Je n’ai pu vous entretenir ce matin, notre bon et digne ami ; je prends la plume actuellement pour m’en dédommager. Vous demandez pourquoi vous n’avez plus de mes nouvelles ; j’ai été touchée de cette question et je m’empresse de vous témoigner combien j’y suis sensible. Je n’expliquerai point mon silence par des raisons de santé, quoique j’aie été malade depuis peu ; je ne vous rappellerai pas la préoccupation involontaire dans laquelle on vit ici et par laquelle on est comme entraîné malgré soi. J’aurais su trouver où prendre le moment de vous écrire, si j’avais eu de la satisfaction à partager avec vous ; mais je suis véritablement affligée de l’état de la chose publique, je répugne à dire tout le mal que j’en pense ; je ne veux point communiquer mes affections pénibles, si elles sont exagérées.

Cependant, comme je ne sais pas revêtir une apparence de joie et prendre un style léger lorsque mon imagination est vêtue de noir, je prends le parti de me taire.

Puisque vous voulez de mon grimoire, préparez-vous donc à soutenir mes lamentations. Je commencerai par les affaires de votre pauvre ville, qui vous occupent autant que nous.
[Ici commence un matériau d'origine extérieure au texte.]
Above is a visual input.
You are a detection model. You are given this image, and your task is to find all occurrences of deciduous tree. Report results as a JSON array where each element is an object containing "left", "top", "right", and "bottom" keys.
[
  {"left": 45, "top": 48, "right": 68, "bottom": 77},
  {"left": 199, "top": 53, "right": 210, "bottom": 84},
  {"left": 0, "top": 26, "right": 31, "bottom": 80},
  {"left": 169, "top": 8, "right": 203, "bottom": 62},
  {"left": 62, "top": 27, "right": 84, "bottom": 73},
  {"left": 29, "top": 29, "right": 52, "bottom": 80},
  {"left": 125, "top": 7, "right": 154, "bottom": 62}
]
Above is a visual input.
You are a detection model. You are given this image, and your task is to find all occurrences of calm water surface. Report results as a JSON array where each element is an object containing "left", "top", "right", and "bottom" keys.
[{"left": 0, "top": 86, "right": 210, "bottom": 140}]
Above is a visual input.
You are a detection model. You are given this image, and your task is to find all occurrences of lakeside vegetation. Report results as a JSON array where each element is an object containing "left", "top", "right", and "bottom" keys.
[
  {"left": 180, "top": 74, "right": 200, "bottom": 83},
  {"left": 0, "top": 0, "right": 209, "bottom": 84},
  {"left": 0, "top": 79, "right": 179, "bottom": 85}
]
Pensez-vous qu’avec la trempe que vous nous connaissez, tous les agréments de la capitale puissent compenser le déplaisir d’être depuis trois mois à la poursuite de décisions dont aucune n’est encore obtenue ? Durant les deux premiers, j’ai pris patience ; mais, depuis le troisième, mon sang pétille à la seule idée d’une mission importante dont mon mari est digne, qu’il fait tout son possible pour remplir, et qu’il n’a pu justifier encore par le moindre succès. Cela me pèse et m’obsède ; je ne jouis plus de rien, et je me soulève contre les obstacles qui m’irritent vainement.

  1. Ms. 6241, fol. 55-58. — Voir Révolution française du 14 août 1895.